Em julho, foi reaberto o inquérito por ordem do STF e fizemos a pesquisa nesse mesmo momento. Percebemos que havia uma opinião pública muito favorável ao processo de julgamento, responsabilização dos responsáveis e indenização dos familiares das vítimas ou das vítimas que estão com fortes sequelas.
Também indenização aos que, heroicamente, atuaram profissionalmente na linha de frente no combate à pandemia, que se expuseram e não contaram com os equipamentos devidos nos momentos corretos e que tiveram ainda uma exposição adicional ao risco.
Os dados que temos para trazer é de que 62% da população considera que houve uma conduta criminosa do governo Bolsonaro e que ela implicou em um aumento das chamadas mortes evitáveis, calculadas em valores entre 120 mil e 300 mil.

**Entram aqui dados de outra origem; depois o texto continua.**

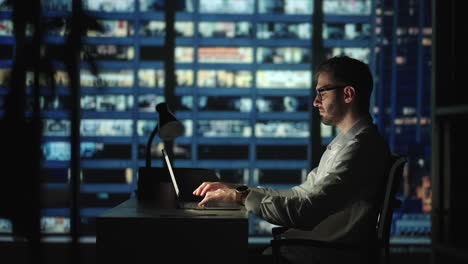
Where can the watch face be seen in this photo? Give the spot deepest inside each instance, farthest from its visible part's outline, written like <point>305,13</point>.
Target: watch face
<point>242,188</point>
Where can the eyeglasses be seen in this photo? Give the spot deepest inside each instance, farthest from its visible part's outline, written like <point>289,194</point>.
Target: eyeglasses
<point>320,90</point>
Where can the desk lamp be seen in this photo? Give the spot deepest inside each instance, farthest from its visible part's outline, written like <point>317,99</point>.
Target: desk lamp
<point>168,127</point>
<point>152,179</point>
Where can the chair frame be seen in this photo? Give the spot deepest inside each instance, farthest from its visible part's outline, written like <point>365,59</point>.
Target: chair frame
<point>378,249</point>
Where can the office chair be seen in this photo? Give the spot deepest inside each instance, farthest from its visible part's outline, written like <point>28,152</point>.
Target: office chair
<point>378,249</point>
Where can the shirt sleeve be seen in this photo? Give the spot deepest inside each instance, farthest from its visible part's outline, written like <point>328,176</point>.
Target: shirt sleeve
<point>347,179</point>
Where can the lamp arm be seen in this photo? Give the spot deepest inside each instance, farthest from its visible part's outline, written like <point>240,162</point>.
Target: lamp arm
<point>148,147</point>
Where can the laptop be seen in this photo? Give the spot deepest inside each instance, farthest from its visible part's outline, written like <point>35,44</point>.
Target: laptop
<point>185,198</point>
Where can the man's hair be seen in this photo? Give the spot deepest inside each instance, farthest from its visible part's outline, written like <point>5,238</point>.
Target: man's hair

São dados não atualizados para 2023, e que precisam ser atualizados. Provavelmente vão expressar números muito gritantes devido ao atraso na compra de vacinas, falta de financiamento do SUS, falta de campanhas de comunicação, falta de apoio ao uso da máscara, incentivo à aglomeração e a própria conduta, que era uma espécie de propaganda da morte.
Era uma necro propaganda que Bolsonaro e seus apoiadores faziam permanentemente, de exposição ao risco. Enquanto nos quartéis estavam todos seguindo fielmente os protocolos, se protegendo usando álcool gel, usando máscara, fazendo distanciamento, fazendo rodízio de ações e tomando as vacinas na hora certa, a população civil foi exposta, inclusive por militares, a uma série de riscos, que precisam ser julgados agora.
Quando falo que 62% acham que o governo Bolsonaro ampliou o número de mortes, não quer dizer que os outros 38% acham que não. Há uma porcentagem grande de indecisos e só 26% acham que a conduta do governo é indiferente e que as mortes iriam acontecer de qualquer jeito.”